5. Springs — Series & Parallel
Springs in Parallel
keq = k₁ + k₂ + k₃ + …
Same displacement, forces add. Stiffer overall.
Springs in Series
1/keq = 1/k₁ + 1/k₂ + 1/k₃ + …
Same force, displacements add. More flexible overall.
6. Worked Numerical Examples
Example 1: Natural Frequency
Problem: A 10 kg mass is attached to a spring of stiffness 4000 N/m. Find the natural frequency.
ωn = √(k/m) = √(4000/10) = √400 = 20 rad/s
fn = 20/(2π) = 3.18 Hz
Tn = 1/3.18 = 0.314 s
Example 2: Damping Ratio
Problem: m = 5 kg, k = 2000 N/m, c = 40 N·s/m. Find the damping ratio and state the type of damping.

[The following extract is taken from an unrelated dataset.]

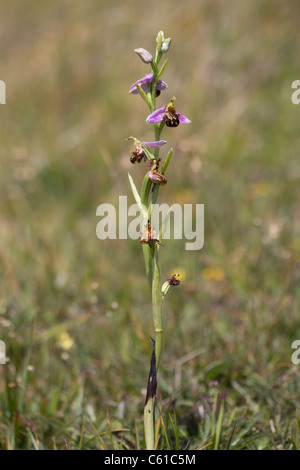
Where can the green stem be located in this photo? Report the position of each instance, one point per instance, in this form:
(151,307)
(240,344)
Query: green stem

cc = 2√(km) = 2√(2000 × 5) = 2√10,000 = 2 × 100 = 200 N·s/m
ξ = c/cc = 40/200 = 0.2
ξ < 1 → Underdamped
ωd = ωn√(1−ξ²) = 20 × √(1−0.04) = 20 × 0.98 = 19.6 rad/s
Example 3: Resonance — Magnification Factor
Problem: A system with ωn = 50 rad/s and ξ = 0.1 is subjected to a forcing frequency ω = 48 rad/s. Find the magnification factor.
r = ω/ωn = 48/50 = 0.96
MF = 1/√[(1−0.96²)² + (2×0.1×0.96)²]
= 1/√[(1−0.9216)² + (0.192)²] = 1/√[(0.0784)² + 0.0369]
= 1/√[0.00615 + 0.0369] = 1/√0.04305 = 1/0.2075
MF = 4.82
Near resonance — amplitude is 4.82 times the static deflection.
7. Common Mistakes Students Make
- Confusing ωn (rad/s) with fn (Hz): ωn = 2πfn. Many formulas use ωn. If a problem gives frequency in Hz, convert before substituting.
- Using damped frequency in undamped formulas: ωd = ωn√(1−ξ²) is the actual oscillation frequency of a damped system. ωn is used in MF and transmissibility formulas.
- Forgetting that resonance peak shifts with damping: The peak MF does not occur exactly at r = 1 for damped systems — it shifts slightly below. For small ξ, the difference is negligible.
- Mixing up series and parallel spring formulas: Parallel springs add stiffnesses directly. Series springs add reciprocals. This is the OPPOSITE of resistors in circuits, which trips students who have studied electrical engineering.
8. Frequently Asked Questions
What is natural frequency?
Natural frequency is the frequency at which a system vibrates when disturbed and allowed to oscillate freely without any external force. It depends only on the system’s stiffness (k) and mass (m): ωn = √(k/m). Every structure, machine, and component has a natural frequency, and operating near it causes resonance — dangerous amplification of vibrations.
What is resonance and why is it dangerous?
Resonance occurs when the frequency of an external periodic force matches the natural frequency of a system (r = ω/ωn ≈ 1). At resonance, even a small force produces very large amplitude vibrations because energy is continuously added in phase with the system’s motion. This can cause catastrophic failure — the Tacoma Narrows Bridge collapse (1940) is the most famous example.